Bob,
On Tue, Aug 2, 2022 at 7:58 PM Bob Peterson <[email protected]> wrote:
> There are a couple places in function do_xmote where normal processing
> is circumvented due to withdraws in progress. However, since we bypass
> most of do_xmote() we bypass telling dlm to lock the dlm lock, which
> means dlm will never respond with a completion callback. Since the
> completion callback ordinarily clears GLF_LOCK, this patch changes
> function do_xmote to handle those situations more gracefully so the
> file system may be unmounted after withdraw.
>
> A very similar situation happens with the GLF_DEMOTE_IN_PROGRESS flag,
> which is cleared by function finish_xmote(). Since the withdraw causes
> us to skip the majority of do_xmote, it therefore also skips the call
> to finish_xmote() so the DEMOTE_IN_PROGRESS flag needs to be cleared
> manually as well.
>
> Signed-off-by: Bob Peterson <[email protected]>
> ---
> fs/gfs2/glock.c | 19 ++++++++++++++++++-
> 1 file changed, 18 insertions(+), 1 deletion(-)
>
> diff --git a/fs/gfs2/glock.c b/fs/gfs2/glock.c
> index 0bfecffd71f1..d508d8fa0838 100644
> --- a/fs/gfs2/glock.c
> +++ b/fs/gfs2/glock.c
> @@ -59,6 +59,8 @@ typedef void (*glock_examiner) (struct gfs2_glock * gl);
>
> static void do_xmote(struct gfs2_glock *gl, struct gfs2_holder *gh, unsigned
> int target);
> static void __gfs2_glock_dq(struct gfs2_holder *gh);
> +static void handle_callback(struct gfs2_glock *gl, unsigned int state,
> + unsigned long delay, bool remote);
>
> static struct dentry *gfs2_root;
> static struct workqueue_struct *glock_workqueue;
> @@ -762,8 +764,21 @@ __acquires(&gl->gl_lockref.lock)
> int ret;
>
> if (target != LM_ST_UNLOCKED && glock_blocked_by_withdraw(gl) &&
> - gh && !(gh->gh_flags & LM_FLAG_NOEXP))

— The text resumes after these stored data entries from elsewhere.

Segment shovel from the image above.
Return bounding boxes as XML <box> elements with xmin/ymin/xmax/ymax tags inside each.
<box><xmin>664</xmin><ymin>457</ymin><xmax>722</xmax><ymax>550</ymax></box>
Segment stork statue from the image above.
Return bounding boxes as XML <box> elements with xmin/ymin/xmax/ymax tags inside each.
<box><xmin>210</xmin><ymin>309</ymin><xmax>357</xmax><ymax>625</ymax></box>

> + gh && !(gh->gh_flags & LM_FLAG_NOEXP)) {
> + /*
> + * We won't tell dlm to perform the lock, so we won't get a
> + * reply that would otherwise clear GLF_LOCK. So we clear it.
> + */
> + handle_callback(gl, LM_ST_UNLOCKED, 0, false);
> + clear_bit(GLF_LOCK, &gl->gl_flags);
> + clear_bit(GLF_DEMOTE_IN_PROGRESS, &gl->gl_flags);
> + /*
> + * Don't increment lockref here. The next time the worker
> runs it will do
> + * glock_put, which will decrement it to 0, and free the
> glock.
> + */
I don't understand the reference counting logic here: where's the
alleged reference coming from that we're passing on to the work
function here?
Note that further below in do_xmote(), we're calling gfs2_glock_hold()

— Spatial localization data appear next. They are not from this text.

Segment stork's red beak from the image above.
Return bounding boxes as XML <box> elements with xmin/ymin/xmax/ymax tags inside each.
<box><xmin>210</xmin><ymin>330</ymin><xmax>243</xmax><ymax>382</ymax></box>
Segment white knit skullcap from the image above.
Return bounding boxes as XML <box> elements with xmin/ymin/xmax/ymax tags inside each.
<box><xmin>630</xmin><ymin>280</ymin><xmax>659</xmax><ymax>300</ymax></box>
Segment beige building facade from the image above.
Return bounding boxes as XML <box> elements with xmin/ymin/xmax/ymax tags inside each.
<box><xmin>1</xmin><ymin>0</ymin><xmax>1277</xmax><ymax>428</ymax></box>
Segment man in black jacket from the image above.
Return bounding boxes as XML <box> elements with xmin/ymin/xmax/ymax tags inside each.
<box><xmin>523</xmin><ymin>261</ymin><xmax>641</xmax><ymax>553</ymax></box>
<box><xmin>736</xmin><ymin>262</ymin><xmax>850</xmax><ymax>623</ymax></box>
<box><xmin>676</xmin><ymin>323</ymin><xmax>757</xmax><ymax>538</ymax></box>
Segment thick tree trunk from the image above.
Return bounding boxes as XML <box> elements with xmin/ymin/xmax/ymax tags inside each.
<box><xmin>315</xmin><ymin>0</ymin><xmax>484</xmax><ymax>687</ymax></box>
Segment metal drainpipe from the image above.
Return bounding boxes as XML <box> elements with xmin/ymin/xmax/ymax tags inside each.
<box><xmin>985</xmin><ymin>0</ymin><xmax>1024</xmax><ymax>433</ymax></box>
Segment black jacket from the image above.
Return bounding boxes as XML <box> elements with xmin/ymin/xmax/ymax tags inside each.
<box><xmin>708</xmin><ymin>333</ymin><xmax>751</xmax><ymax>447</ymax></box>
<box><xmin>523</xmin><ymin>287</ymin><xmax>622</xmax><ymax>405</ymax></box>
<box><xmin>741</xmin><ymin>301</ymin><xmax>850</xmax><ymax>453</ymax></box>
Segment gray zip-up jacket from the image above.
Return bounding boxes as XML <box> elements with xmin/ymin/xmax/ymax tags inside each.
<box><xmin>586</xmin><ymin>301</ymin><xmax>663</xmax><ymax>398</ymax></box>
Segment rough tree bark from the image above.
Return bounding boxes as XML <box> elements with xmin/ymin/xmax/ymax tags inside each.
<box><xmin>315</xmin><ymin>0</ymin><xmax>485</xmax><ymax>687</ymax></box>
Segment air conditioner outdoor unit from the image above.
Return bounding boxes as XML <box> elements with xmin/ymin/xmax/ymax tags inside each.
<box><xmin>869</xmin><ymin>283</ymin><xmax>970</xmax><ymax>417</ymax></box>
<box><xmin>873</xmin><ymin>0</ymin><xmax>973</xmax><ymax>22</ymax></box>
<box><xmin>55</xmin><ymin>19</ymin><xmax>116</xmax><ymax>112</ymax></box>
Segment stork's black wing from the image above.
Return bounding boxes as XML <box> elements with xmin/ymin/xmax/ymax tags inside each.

followed by gfs2_glock_queue_work(), so the reference counting logic
seems normal there -- except that when ->lm_lock returns an error,
we're apparently leaking a reference. So maybe the gfs2_glock_hold()

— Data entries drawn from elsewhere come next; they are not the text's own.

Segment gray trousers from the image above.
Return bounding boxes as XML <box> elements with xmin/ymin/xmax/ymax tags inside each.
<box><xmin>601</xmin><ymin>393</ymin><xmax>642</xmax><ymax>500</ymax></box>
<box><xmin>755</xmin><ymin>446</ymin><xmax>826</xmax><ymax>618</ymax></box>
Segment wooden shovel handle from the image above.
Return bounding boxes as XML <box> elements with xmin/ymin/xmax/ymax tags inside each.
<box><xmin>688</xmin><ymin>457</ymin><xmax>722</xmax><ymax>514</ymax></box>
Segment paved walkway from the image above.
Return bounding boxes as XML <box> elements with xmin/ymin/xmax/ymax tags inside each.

should be moved right in front of the gfs2_glock_queue_work() calls to
make the code less fragile?
> + __gfs2_glock_queue_work(gl, GL_GLOCK_DFT_HOLD);
> return;
> + }
> lck_flags &= (LM_FLAG_TRY | LM_FLAG_TRY_1CB | LM_FLAG_NOEXP |
> LM_FLAG_PRIORITY);
> GLOCK_BUG_ON(gl, gl->gl_state == target);
> @@ -848,6 +863,8 @@ __acquires(&gl->gl_lockref.lock)
> (target != LM_ST_UNLOCKED ||
> test_bit(SDF_WITHDRAW_RECOVERY, &sdp->sd_flags))) {
> if (!is_system_glock(gl)) {
> + clear_bit(GLF_LOCK, &gl->gl_flags);
> + clear_bit(GLF_DEMOTE_IN_PROGRESS, &gl->gl_flags);
> gfs2_glock_queue_work(gl, GL_GLOCK_DFT_HOLD);
> goto out;
> } else {
> --
> 2.36.1
>
Thanks,
Andreas